The high tide ocean was ferocious and I couldn’t sleep because of it. I tried going to bed while the other three kept talking but I couldn’t sleep. When I had lain down, the waves were so loud that I thought that the ocean was going to surge in and drown me. Perhaps my imagination was running wild but with the waves smashing up against the sea wall that sat three metres from the house, I felt like I was drifting alone in the middle of the Pacific.
I got back up again and lay on the mat next to my Grandma, waiting for high tide to pass. I still felt like I was drifting out in the middle of the ocean, but this time I was with the strongest women in my life. If I stayed with them, they would keep me safe.
For generations, the Kiribati people have spoken of the ocean as their giver of life.

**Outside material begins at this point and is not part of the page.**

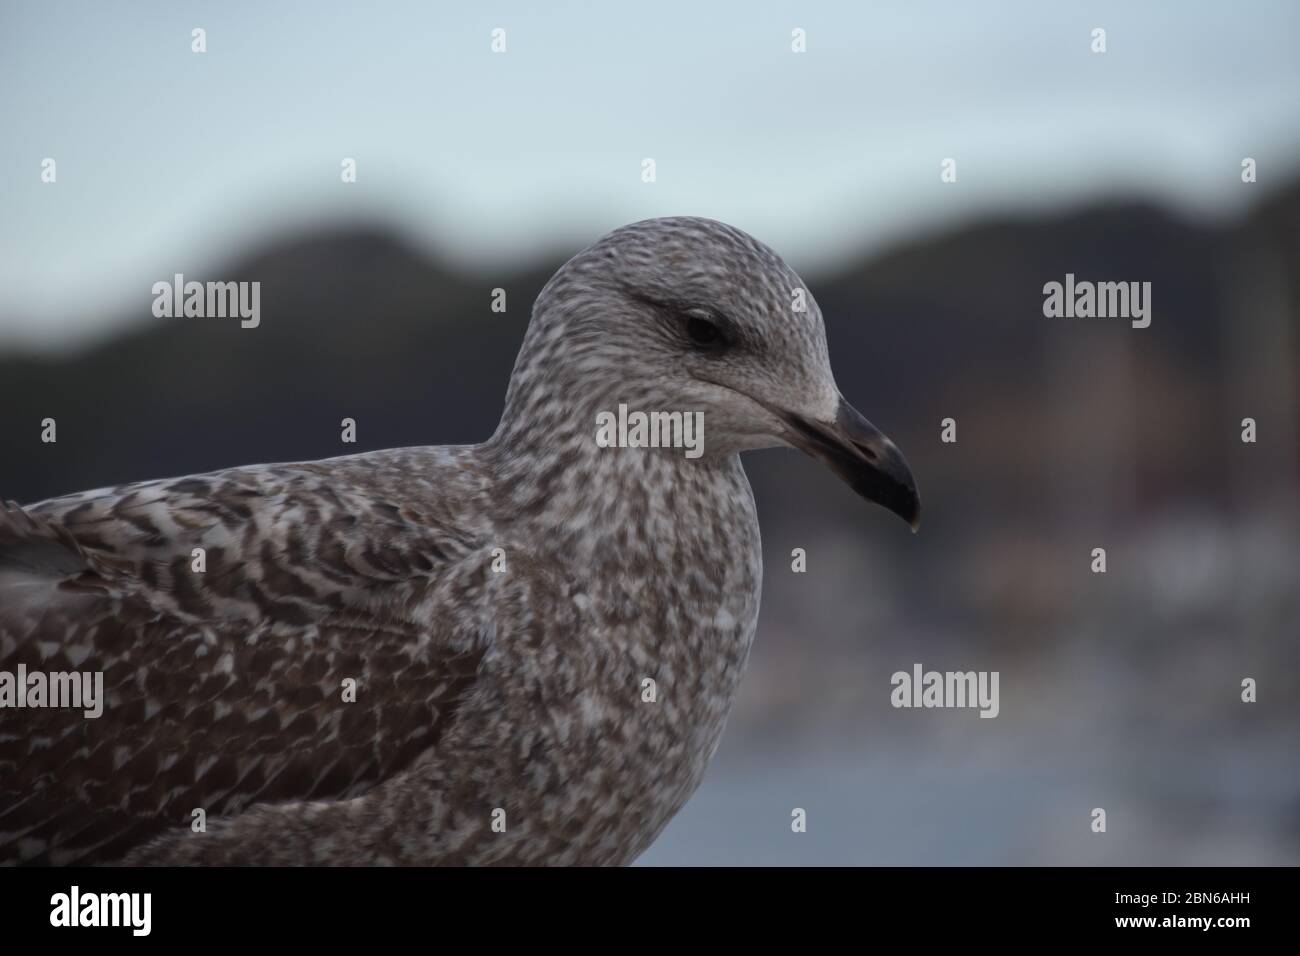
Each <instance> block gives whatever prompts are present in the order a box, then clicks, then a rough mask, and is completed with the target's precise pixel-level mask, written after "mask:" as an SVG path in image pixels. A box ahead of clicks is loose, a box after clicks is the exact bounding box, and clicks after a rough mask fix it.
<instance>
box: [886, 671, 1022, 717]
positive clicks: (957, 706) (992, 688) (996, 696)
mask: <svg viewBox="0 0 1300 956" xmlns="http://www.w3.org/2000/svg"><path fill="white" fill-rule="evenodd" d="M997 680H998V671H927V670H924V669H923V667H922V666H920V665H919V663H914V665H913V666H911V672H910V674H909V672H907V671H894V674H893V676H891V678H889V683H891V684H893V688H894V689H893V691H892V692H891V693H889V702H891V704H893V705H894V706H896V708H979V715H980V717H991V718H992V717H997V713H998V710H1000V705H998V702H997Z"/></svg>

They are proud fishermen, proudly depend on the coconut trees for food, water and shelter and respect the sea as if it were Mother Nature itself. The sea is their home.
But now the conversation has changed. They no longer work with the ocean but they fight against it. The water has risen dramatically in the past 20 years and sea walls have been erected everywhere to stop the water inundating their well water and homes. Anywhere else in the world, it is a luxury to live by the sea. In Kiribati, it means that you are the first to be without a home.
It was on this night that I realised that our family history could simply wash away. It wasn’t a global, climate change issue that I researched on the internet anymore. Climate change was now personal.
This tiny patch of land in Teaorereke has been the only piece of land I’ve called home in Kiribati and it could disappear forever. I know I live in Australia and I have the privileged position to have another home to go to, but this land is my home just as much as anyone else in my family.
Like every other house in Kiribati, our house is predicted to wash away into the deep Pacific. It is such a big issue with so many complicated issues that it seems unbearable. Like trying to sleep in a room alone while the ocean threatens to swallow you up.
But I can’t sleep soundly with this sound in my ears. This time it’s personal. I must get up and stay up with my family and share our stories. I won’t rest until the ocean does.